Parry David A D, Smith Thomasin A, Rogers Michael A, Schweizer Jürgen
Institute of Fundamental Sciences, Massey University, Private Bag 11-222, Palmerston North, New Zealand.
J Struct Biol. 2006 Aug;155(2):361-9. doi: 10.1016/j.jsb.2006.03.018. Epub 2006 Apr 27.

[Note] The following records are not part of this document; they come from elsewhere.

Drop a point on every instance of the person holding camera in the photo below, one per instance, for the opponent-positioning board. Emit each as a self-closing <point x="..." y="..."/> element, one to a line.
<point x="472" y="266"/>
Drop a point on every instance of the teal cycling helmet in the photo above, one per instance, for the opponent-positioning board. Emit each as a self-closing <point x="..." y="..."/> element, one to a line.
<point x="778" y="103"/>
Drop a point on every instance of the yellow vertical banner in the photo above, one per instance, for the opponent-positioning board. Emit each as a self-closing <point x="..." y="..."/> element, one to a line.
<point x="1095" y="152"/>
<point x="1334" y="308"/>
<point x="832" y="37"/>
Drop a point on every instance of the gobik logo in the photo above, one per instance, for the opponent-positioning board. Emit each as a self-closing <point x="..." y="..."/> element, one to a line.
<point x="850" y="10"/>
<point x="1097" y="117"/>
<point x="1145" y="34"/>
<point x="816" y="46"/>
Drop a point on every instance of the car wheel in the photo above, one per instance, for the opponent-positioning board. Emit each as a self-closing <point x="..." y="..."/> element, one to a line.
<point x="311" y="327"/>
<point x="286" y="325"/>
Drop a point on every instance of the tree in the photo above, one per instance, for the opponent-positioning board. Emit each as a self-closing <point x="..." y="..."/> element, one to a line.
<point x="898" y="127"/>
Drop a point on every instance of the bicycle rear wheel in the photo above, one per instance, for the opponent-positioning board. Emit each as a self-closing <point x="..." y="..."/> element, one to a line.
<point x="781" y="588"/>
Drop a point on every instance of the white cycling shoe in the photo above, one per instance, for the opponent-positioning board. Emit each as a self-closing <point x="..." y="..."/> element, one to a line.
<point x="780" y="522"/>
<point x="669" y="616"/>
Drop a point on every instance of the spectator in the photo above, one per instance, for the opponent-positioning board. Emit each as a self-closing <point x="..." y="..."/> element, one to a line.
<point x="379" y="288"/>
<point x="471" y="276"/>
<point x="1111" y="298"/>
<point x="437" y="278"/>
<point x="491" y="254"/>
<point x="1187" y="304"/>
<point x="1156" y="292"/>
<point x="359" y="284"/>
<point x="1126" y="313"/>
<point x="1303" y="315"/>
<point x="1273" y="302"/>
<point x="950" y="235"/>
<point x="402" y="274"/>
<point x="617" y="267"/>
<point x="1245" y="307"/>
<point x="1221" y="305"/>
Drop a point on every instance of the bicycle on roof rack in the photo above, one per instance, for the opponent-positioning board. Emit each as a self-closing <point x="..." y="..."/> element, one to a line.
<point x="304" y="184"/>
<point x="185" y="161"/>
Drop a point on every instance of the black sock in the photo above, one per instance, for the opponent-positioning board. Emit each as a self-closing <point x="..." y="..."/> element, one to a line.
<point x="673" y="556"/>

In this paper, we undertake a sequence analysis of the human keratin-associated proteins (KAP). This analysis has revealed two fundamental pentapeptide quasi-repeats (A and B) of the form C-C-X-P-X and C-C-X-S/T-S/T, respectively. The A repeats are also commonly found in two subforms A1 and A2, -C-C-Q-P-X and C-C-R-P-X, respectively-similar to those found in sheep wool 30-40 years previously. Some high-sulphur and ultra-high sulphur proteins contain predominantly A repeats or B repeats but not regular combinations of them, whereas others are characterised by a contiguous pair of pentapeptide repeats that largely (though imperfectly) alternate to generate decapeptide motifs of the form AB, A1B or A2B. The A and B repeats sometimes occur in complex runs and can generate both 19- and 20-residue repeats of the form BABB' or BA1AA, respectively, where the prime indicates a motif truncated by one residue. Likewise, a 42-residue repeat with BA1BXAAAB (40 residues) separated by a di-serine (two residues) has been observed in an ultra-high sulphur protein from cuticle. To understand the possible conformations adopted by the A and B motifs, a search was initiated of the PDB structural database for a number of overlapping pentapeptide repeats. The total number of matches was 658 and these were found in 451 different proteins. From representative and unique structures the means and standard deviations were calculated for the Phi(i) and Psi(i) angles for the C-C-X-P-X and the C-C-X-S/T-S/T motifs. Molecular modelling has been employed to represent the "average" structure found from crystallographic and nmr data determined for each motif in other proteins. The conformation of consecutive A repeats with proline residues in the cis state is akin to a string of disulphide bond-stabilised pentapeptide knots between which there is relative freedom of rotation about the single bonds that link them. For B pentapeptides, however, the likelihood that a similar disulphide bond is formed appears much lower. This may give additional conformational flexibility to the chain and hence allow the A pentapeptides greater opportunity to interact appropriately with the IF via disulphide bonds, ionic interactions and/or hydrogen bonding.
在本文中,我们对人类角蛋白相关蛋白(KAP)进行了序列分析。该分析揭示了两种基本的五肽准重复序列(A和B),其形式分别为C-C-X-P-X和C-C-X-S/T-S/T。A重复序列也常见于两种亚型A1和A2中,分别为-C-C-Q-P-X和C-C-R-P-X,类似于30-40年前在羊毛中发现的序列。一些高硫和超高硫蛋白主要包含A重复序列或B重复序列,但并非它们的常规组合,而其他蛋白的特征是一对相邻的五肽重复序列,它们在很大程度上(尽管并不完美)交替出现,形成AB、A1B或A2B形式的十肽基序。A和B重复序列有时会以复杂的形式出现,分别产生BABB'或BA1AA形式的19和20个残基的重复序列,其中带撇号表示一个基序被截短了一个残基。同样,在来自角质层的一种超高硫蛋白中,观察到了一个42个残基的重复序列,其形式为BA1BXAAAB(40个残基),中间被一个双丝氨酸(两个残基)隔开。为了了解A和B基序可能采取的构象,我们在蛋白质数据银行(PDB)结构数据库中搜索了多个重叠的五肽重复序列。匹配总数为658个,它们存在于451种不同的蛋白质中。从具有代表性和独特性的结构中,计算了C-C-X-P-X和C-C-X-S/T-S/T基序的Phi(i)和Psi(i)角的平均值和标准差。分子建模已被用于呈现从其他蛋白质中为每个基序测定的晶体学和核磁共振数据中找到的“平均”结构。脯氨酸残基处于顺式状态的连续A重复序列的构象类似于一串由二硫键稳定的五肽结,在这些结之间,连接它们的单键有相对的旋转自由度。然而,对于B五肽来说,形成类似二硫键的可能性似乎要低得多。这可能会给链带来额外的构象灵活性,从而使A五肽有更多机会通过二硫键、离子相互作用和/或氢键与中间丝(IF)进行适当的相互作用。